Он взял два заверенных банком чека на 5000 фунтов каждый, которые можно было положить на счет в любом банке мира и перевести, если потребуется, в аккредитивы. Кроме них он запасся двадцатью 500-долларовыми чеками, которые можно было использовать как наличные, как только на них будет поставлена его личная подпись.
Он провел ночь в Брюсселе и на следующее утро вылетел через Париж в Марсель.
Такси отвезло его из аэропорта к маленькой гостинице в предместье Марселя, где когда-то жил Лангаротти под фамилией Лаваллон и где, выполняя инструкцию, должен был проживать теперь Жанни Дюпре. Его не оказалось на месте, и Шеннону пришлось дожидаться вечера, после чего они вместе, на машине, взятой напрокат Шенноном, отправились в Тулон. Кончался день Пятьдесят Второй, и французский порт купался в ласковых, нежных лучах солнца.
По воскресеньям агентство по морским перевозкам не работало, но это не имело никакого значения. Местом свидания была набережная напротив агентства, и здесь Шеннон и Дюпре встретились с Марком Вламинком и Лангаротти ровно в девять часов, как было условленно. Они впервые оказались вместе за много недель, только Земмлера не было с ними. В этот момент он должен был находиться милях в ста от берега, на борту «Тосканы», направляющейся на всех парах в Тулон. По предложению Шеннона Лангаротти позвонил из ближайшего кафе в контору начальника порта и удостоверился в том, что из Генуи поступила телеграмма, согласно которой «Тоскана» должна прибыть в порт утром в понедельник и место у причала для нее уже заказано.
В этот день больше делать было нечего, и они поехали в машине Шеннона вдоль побережья в сторону Марселя и весь оставшийся день провели на пляже маленького рыбацкого городка Санари. Несмотря на жару и живописную красоту городка, Шеннон так и не смог расслабиться. Дюпре купил себе плавки и мужественно нырял с мола, ограничивающего гавань для яхт.
Потом он признался, что вода еще чертовски холодная.
Потеплеет она только позже, в июне-июле, когда потоки отдыхающих хлынут на юг из Парижа.
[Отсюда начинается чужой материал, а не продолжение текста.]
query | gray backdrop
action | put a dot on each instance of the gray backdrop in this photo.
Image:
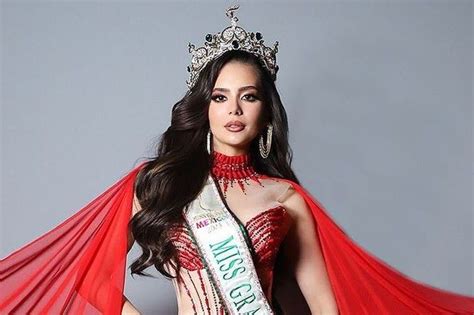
(378, 94)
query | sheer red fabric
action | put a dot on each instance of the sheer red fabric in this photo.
(364, 284)
(79, 266)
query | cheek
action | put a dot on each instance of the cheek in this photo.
(215, 116)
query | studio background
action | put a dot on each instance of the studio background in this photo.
(378, 96)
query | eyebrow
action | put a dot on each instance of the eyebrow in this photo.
(247, 87)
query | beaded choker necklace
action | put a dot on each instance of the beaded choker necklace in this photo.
(233, 168)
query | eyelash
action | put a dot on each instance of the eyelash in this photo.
(214, 98)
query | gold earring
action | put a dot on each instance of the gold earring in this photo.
(265, 149)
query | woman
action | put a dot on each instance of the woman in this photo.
(220, 212)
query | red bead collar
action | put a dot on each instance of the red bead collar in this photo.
(234, 168)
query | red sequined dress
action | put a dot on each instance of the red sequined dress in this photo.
(255, 201)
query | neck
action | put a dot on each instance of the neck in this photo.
(228, 169)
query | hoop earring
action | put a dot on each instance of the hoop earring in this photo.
(265, 149)
(208, 142)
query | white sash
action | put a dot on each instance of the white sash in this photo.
(226, 254)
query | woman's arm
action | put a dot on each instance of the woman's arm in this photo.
(303, 255)
(127, 306)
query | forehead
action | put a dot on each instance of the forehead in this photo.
(234, 75)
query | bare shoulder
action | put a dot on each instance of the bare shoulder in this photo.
(295, 203)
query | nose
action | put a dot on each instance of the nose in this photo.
(234, 107)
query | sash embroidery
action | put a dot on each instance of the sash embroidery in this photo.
(225, 252)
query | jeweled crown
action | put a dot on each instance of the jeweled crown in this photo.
(232, 37)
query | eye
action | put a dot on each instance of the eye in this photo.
(253, 97)
(216, 97)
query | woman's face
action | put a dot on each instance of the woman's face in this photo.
(235, 97)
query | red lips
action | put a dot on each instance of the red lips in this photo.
(234, 123)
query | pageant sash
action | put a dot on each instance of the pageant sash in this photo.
(228, 260)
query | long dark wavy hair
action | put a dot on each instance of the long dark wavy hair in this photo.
(172, 179)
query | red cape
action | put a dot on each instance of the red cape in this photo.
(79, 266)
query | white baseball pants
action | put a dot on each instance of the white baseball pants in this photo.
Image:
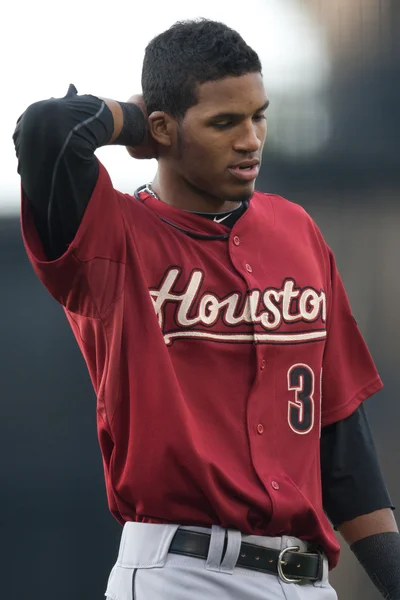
(145, 571)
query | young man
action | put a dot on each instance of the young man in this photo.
(228, 368)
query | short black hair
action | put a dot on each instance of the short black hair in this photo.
(190, 53)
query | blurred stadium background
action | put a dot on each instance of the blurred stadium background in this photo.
(332, 71)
К тому времени они будут готовиться нанести удар по другому прибрежному городку, немногим больше этого и за много миль отсюда.
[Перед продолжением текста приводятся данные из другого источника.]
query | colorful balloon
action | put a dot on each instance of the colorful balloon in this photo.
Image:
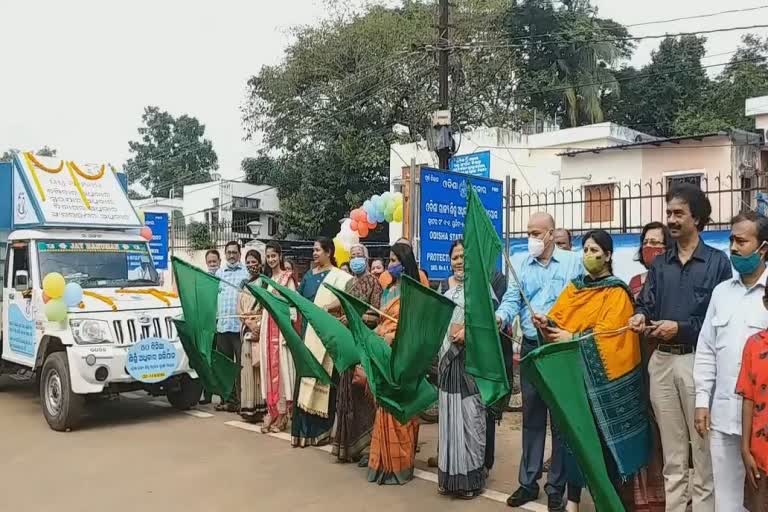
(53, 285)
(55, 310)
(340, 252)
(73, 294)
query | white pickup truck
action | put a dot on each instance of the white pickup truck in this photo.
(86, 355)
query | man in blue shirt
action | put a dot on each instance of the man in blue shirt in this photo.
(543, 275)
(227, 323)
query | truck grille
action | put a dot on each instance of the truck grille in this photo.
(129, 331)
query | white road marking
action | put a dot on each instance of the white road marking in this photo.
(418, 473)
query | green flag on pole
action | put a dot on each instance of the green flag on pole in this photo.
(333, 334)
(305, 363)
(556, 370)
(397, 374)
(199, 294)
(484, 358)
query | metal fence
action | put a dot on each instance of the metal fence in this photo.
(627, 207)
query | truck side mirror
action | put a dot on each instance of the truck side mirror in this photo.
(21, 280)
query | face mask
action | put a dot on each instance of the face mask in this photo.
(650, 253)
(593, 264)
(358, 265)
(536, 247)
(746, 265)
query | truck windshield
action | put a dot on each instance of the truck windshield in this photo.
(98, 264)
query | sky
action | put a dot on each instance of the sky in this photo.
(82, 71)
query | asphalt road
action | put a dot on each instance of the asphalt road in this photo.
(133, 454)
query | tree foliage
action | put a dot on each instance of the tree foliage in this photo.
(326, 113)
(172, 152)
(566, 57)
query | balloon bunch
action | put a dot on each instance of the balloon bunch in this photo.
(59, 295)
(146, 231)
(379, 208)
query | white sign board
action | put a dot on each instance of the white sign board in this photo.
(71, 194)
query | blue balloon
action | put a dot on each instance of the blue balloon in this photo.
(73, 294)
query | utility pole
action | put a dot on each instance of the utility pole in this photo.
(441, 120)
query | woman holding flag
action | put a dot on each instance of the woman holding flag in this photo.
(278, 374)
(393, 445)
(594, 310)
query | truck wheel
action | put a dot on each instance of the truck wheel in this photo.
(187, 395)
(62, 408)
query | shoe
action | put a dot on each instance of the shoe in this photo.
(555, 503)
(522, 496)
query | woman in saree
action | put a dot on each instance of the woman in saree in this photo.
(462, 441)
(252, 405)
(278, 374)
(593, 310)
(646, 491)
(355, 407)
(393, 445)
(315, 403)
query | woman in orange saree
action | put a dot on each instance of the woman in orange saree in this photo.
(393, 445)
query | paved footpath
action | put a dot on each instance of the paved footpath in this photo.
(137, 453)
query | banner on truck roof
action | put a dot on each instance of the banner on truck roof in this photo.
(54, 192)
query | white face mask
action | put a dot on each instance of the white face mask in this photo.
(536, 247)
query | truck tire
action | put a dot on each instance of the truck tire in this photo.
(62, 408)
(187, 395)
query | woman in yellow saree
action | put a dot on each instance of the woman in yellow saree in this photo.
(594, 309)
(393, 445)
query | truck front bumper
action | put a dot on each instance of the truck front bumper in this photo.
(83, 368)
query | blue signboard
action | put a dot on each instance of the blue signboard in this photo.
(473, 164)
(151, 360)
(442, 211)
(158, 246)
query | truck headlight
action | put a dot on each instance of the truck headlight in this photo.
(87, 331)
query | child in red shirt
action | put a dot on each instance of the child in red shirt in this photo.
(753, 386)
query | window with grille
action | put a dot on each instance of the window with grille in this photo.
(598, 206)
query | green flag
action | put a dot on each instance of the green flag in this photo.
(305, 363)
(199, 294)
(484, 358)
(556, 371)
(332, 333)
(397, 374)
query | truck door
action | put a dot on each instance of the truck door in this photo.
(19, 330)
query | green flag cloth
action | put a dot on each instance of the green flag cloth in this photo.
(484, 358)
(397, 374)
(557, 373)
(333, 334)
(305, 363)
(199, 294)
Почти целый день Шеннон просидел на террасе бара «По д'Етэн» в компании бельгийца и корсиканца, греясь на солнышке и думая о предстоящем утре. Югославские и испанские поставки могут быть задержаны по какой-нибудь одному Богу известной бюрократической причине, но ни под каким видом им не грозит арест в Югославии или Испании. Их могут продержать несколько дней, пока будут производить досмотр корабля, и все. Но следующим утром все будет иначе. Если кому-то придет в голову сунуть нос поглубже в железные бочки, придется долгие месяцы, а то и годы киснуть в «Ле Бонетт» – громадной мрачной тюрьме-крепости, мимо которой они проезжали в субботу по пути из Марселя в Тулон.
«Нет ничего хуже ожидания», – заметил он про себя, когда заплатил по счету и пригласил своих соратников в машину.
Все прошло куда более гладко, чем они ожидали. Тулон известен как мощная военно-морская база, и в прибрежной гавани главное место занимают могучие конструкции военных кораблей французского флота, стоящие на якоре. Внимание туристов и зевак Тулона в этот понедельник было привлечено к крейсеру «Жан Барт», только что вернувшемуся из похода в Карибское море, к берегам французских заморских территорий.
Многочисленная команда получила жалование, и у матросов руки чесались поскорее потратить деньги на вино и девушек.
Вдоль примыкающей к гавани широкой полосы, застроенной увеселительными заведениями, множество людей, сидя за столиками, предавались самому популярному в Средиземноморье времяпрепровождению – глазели по сторонам. Они сидели живописными компаниями в тени навесов и рассматривали стоящие в гавани яхты – от утлых лодчонок с подвесными моторами до шикарных океанских красавиц, ожидающих своих богатых хозяев.
У дальнего восточного конца причала расположилась дюжина рыбацких катеров, по какой-то причине не вышедших в море, а за ними раскинулись приземистые строения складов, портовых контор и таможни.